A bare-bones note-taker. Dead simple to use. Helps keep you on track.
Your notebook was laying open while you worked. You were multi-tasking. You were sporadically jotting down notes. You were working late to meet a deadline. Repeat ad nauseam. Now skip ahead a year or more. You need to write a grad thesis based on those notes.
If you were using pen and paper:
- your notes are probably a mess;
- you will waste a month of Sundays trying to decipher them;
- you might need to defer your graduation.
If you were using
timestampr(CLI):
- your notes were timestamped and filed (by date or topic);
- your notes are now searchable, sortable, and exportable;
- you might have time to go camping this weekend.
timestampr(CLI) lets you jot ultra-quick notes from any terminal.
Each notebook is just a folder on your laptop;
Each page is a .csv file inside that folder;
Each line is:
N,YYYY-MM-DD,HH:MM:SS,Your note text…
Since it is plain text, you can easily grep, sync to the cloud, or open in Excel.
bash
# 1. pick or create a folder for your notebook
stamp notebook # will ask for the path
# 2. pick or create a page
stamp page # name it or press <Enter> for an auto-dated page
# 3. write notes
stamp - fixed issues 42-43
stamp - inoculated flask `#16
| Command & arguments | Action |
|---|---|
stamp - <note text> |
New note |
stamp active |
Display active notebook & page |
stamp page |
Change page |
stamp notebook |
Change notebook |
stamp show ... (head / foot / all / first / last) |
Show notes (first/last 10, all, or very first/last) |
stamp show N (e.g. stamp show 27) |
Show notes at index N (or range N to M) |
stamp times query (e.g. stamp times from 08:00 to 13:00) |
Show notes in range (by dates and/or times) |
stamp clock ... (12h / 24h) |
Convert timestamps on active page to 12h or 24h format |
stamp search keyword |
Search notes containing keyword (case-insensitive) |
For peace of mind, a message like this appears every time a note is added successfully:
stamp success: wetlab_log 2025-07-30 15:42:01 inoculated all flasks for overnight culture…
The following characters are accepted without any fuss: . ! ? / \ - _ = + : [ ] % ^ * ~.
Other characters can be used if preceded by a backtick ` including , ; ' ( ) { } | @ # $ & < >.
Use single ' quotes when needed.

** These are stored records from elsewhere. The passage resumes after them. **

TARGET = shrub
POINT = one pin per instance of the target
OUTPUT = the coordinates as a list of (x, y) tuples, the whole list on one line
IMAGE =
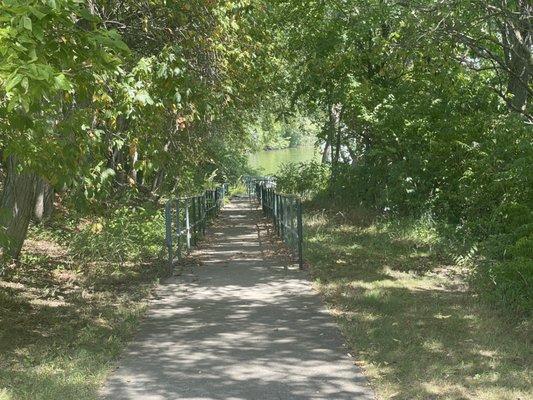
[(304, 179)]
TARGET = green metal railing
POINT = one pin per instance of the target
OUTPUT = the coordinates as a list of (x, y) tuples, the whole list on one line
[(285, 212), (186, 220)]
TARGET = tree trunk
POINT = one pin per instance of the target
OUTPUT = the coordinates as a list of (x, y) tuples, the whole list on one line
[(17, 203), (44, 200), (325, 153), (517, 37)]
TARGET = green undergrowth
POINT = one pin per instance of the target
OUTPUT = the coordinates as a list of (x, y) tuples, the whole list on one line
[(75, 299), (405, 303)]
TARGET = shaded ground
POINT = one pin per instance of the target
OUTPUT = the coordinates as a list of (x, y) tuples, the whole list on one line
[(407, 312), (64, 320), (241, 325)]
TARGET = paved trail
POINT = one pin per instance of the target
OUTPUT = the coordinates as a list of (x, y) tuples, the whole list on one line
[(241, 326)]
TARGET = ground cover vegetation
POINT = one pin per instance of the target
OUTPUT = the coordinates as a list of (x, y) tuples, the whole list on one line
[(419, 221), (421, 211)]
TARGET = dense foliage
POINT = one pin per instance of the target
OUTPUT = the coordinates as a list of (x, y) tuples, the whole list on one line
[(422, 107), (99, 98), (427, 110)]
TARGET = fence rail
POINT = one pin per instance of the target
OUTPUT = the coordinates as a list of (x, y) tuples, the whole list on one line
[(186, 220), (285, 212)]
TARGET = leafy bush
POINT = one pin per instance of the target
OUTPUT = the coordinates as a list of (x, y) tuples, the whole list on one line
[(304, 179), (510, 283), (126, 233)]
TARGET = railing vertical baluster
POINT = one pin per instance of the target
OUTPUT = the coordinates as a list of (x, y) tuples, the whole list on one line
[(300, 235), (178, 229), (188, 224)]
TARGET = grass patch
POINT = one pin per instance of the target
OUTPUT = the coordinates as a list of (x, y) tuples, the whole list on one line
[(405, 307), (74, 301)]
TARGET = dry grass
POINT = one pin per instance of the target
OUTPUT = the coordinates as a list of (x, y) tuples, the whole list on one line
[(63, 322), (408, 314)]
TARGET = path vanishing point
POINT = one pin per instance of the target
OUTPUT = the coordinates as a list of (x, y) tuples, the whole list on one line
[(242, 324)]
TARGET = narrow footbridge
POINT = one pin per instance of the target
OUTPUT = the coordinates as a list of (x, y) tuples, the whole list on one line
[(237, 321)]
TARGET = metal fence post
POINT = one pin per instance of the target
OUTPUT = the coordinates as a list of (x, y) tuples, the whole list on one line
[(300, 235), (178, 229), (187, 224)]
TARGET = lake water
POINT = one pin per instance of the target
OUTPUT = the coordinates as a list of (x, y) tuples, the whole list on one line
[(267, 162)]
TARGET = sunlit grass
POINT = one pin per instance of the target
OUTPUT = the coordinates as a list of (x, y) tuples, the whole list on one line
[(65, 316), (408, 314)]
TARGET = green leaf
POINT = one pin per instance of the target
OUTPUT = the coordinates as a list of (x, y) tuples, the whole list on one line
[(86, 14), (26, 22), (13, 82), (37, 13), (62, 82), (143, 97)]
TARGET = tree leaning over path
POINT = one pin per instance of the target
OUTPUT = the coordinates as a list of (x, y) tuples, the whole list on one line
[(97, 97)]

Double quotation marks are not escaped with backticks.
Some characters like &, |, (, ), {, }, [, ], and others are interpreted by your shell before stamp sees them. Use one of the approaches below:
stamp -
note> fix @mentions & quotes 'single', hash #, pipe |, braces { } [ ] ( ) , commas
printf '%s' 'ALL SPECIALS: # & @ ( { [ | , } ] ) ^ ~ ! $ % * +' | stamp -
Use single quotes for literal text and double a single quote inside:
stamp - 'fix @mentions & quotes single, hash #, pipe |, braces { } [ ] ( ) , commas'
stamp - 'Don''t break single quotes'
Prefer interactive mode (stamp -) or escape operators with ^ when using quotes:
stamp - "fix @mentions & quotes single, hash #, pipe ^|, braces { } [ ] ( ) , commas"
Use single quotes for literal text; escape a single quote by closing and reopening:
stamp - 'fix @mentions & quotes single, hash #, pipe |, braces { } [ ] ( ) , commas'
stamp - 'Don'\''t break single quotes'
CSV safety: Notes are saved with
csv.writer, so commas and quotes are handled correctly.
py -m pip install git+https://github.com/Donnie-McFarlane/timestampr.git
git clone https://github.com/Donnie-McFarlane/timestampr.git
cd timestampr
py -m pip install .
bash
pip install git+https://github.com/Donnie-McFarlane/timestampr.git
bash
git clone https://github.com/Donnie-McFarlane/timestampr.git
cd timestampr
pip install .
Runtime: Python ≥ 3.8 and the standard library – no external packages required.
Packaging-time: setuptools (installed automatically by pip). The CLI works
on Linux, macOS and Windows when a compatible Python interpreter is available.
| Item | Location |
|---|---|
| User config | ~/.timestampr/config.json (on Windows: C:\Users\<you>\.timestampr\config.json) |
| Notebook folder | path provided by stamp notebook |
| Page files | <notebook>/<page>.csv |
Because everything is plain text, simply back-up or sync your notebook folder (e.g. with Git, Dropbox, OneDrive, etc.).
py -m pip uninstall timestampr # removes the CLI tool
rm -rf ~/.timestampr # removes stored config
bash
pip uninstall timestampr # removes the CLI tool
rm -rf ~/.timestampr # removes stored config
Thanks for reading! I hope my little side-quest here helps you to stay organized and save a bit of time for yourself.